Yesterday Rudy Giuliani’s presidential campaign announced the selection of Charles Hill, a career Foreign Service officer who retired from government life to teach diplomacy at Yale, as the candidate’s chief foreign policy adviser. Hill is so admired by students that, as Scott Johnson notes at Power Line, one of them wrote a book about him: The Man on Whom Nothing Was Lost.

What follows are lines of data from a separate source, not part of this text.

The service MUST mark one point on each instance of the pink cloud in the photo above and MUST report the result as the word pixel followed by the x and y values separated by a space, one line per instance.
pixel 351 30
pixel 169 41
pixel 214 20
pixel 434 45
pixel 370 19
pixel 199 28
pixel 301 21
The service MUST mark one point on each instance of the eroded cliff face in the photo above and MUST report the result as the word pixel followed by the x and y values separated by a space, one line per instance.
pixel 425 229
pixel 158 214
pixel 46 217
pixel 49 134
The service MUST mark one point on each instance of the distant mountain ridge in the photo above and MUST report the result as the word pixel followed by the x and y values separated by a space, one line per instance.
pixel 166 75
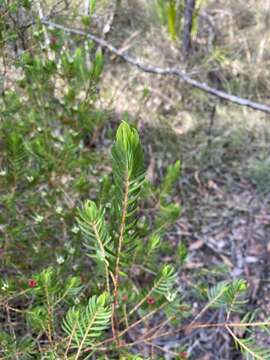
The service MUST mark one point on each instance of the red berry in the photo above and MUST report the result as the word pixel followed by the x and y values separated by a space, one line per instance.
pixel 183 355
pixel 150 300
pixel 32 283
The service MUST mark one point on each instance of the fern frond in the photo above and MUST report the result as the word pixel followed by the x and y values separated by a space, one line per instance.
pixel 86 324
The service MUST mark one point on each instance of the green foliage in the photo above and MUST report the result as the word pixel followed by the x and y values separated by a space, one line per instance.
pixel 228 295
pixel 169 13
pixel 85 279
pixel 85 324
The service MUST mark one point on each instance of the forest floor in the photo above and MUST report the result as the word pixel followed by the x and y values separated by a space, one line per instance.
pixel 225 184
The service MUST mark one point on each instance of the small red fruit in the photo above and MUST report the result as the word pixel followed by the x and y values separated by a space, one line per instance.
pixel 32 283
pixel 150 300
pixel 183 355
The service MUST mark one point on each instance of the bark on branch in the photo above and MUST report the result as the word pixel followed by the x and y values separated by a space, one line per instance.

The Plank’s Bradford Plumer nevertheless attacks Hill, writing that he was “George Shultz’s assistant back when the Reagan administration was orchestrating arms shipments to Iran in the 1980’s.” This bit of information—or rather spin—is completely irrelevant. Iran-Contra had its roots in Reagan’s National Security Council, on which Hill never served. Hill was never charged with any crimes: the only charges the overzealous prosecutor could bring against him lay in a few dubious sentences in his equally dubious book.
I’d argue that Hill’s connection to Shultz, the Republican Party’s senior statesman, actually makes this appointment a shrewd move by Giuliani. Shultz was prescient on the subject of terrorism; he was and is a formidable policy intellect; he believed not in surrendering to our enemies, but in defeating them. Plus, the campaign’s move links the candidate with Reagan, whose reputation, on the left and the right, is at a high.
And doesn’t Hill’s resume—posts in Zurich, Saigon, and on the State Department’s Policy Planning Staff, a prominent position at an Ivy League university—suggest that he’s exactly the kind of experienced, nuance-appreciating diplomat that the left wants running American foreign policy?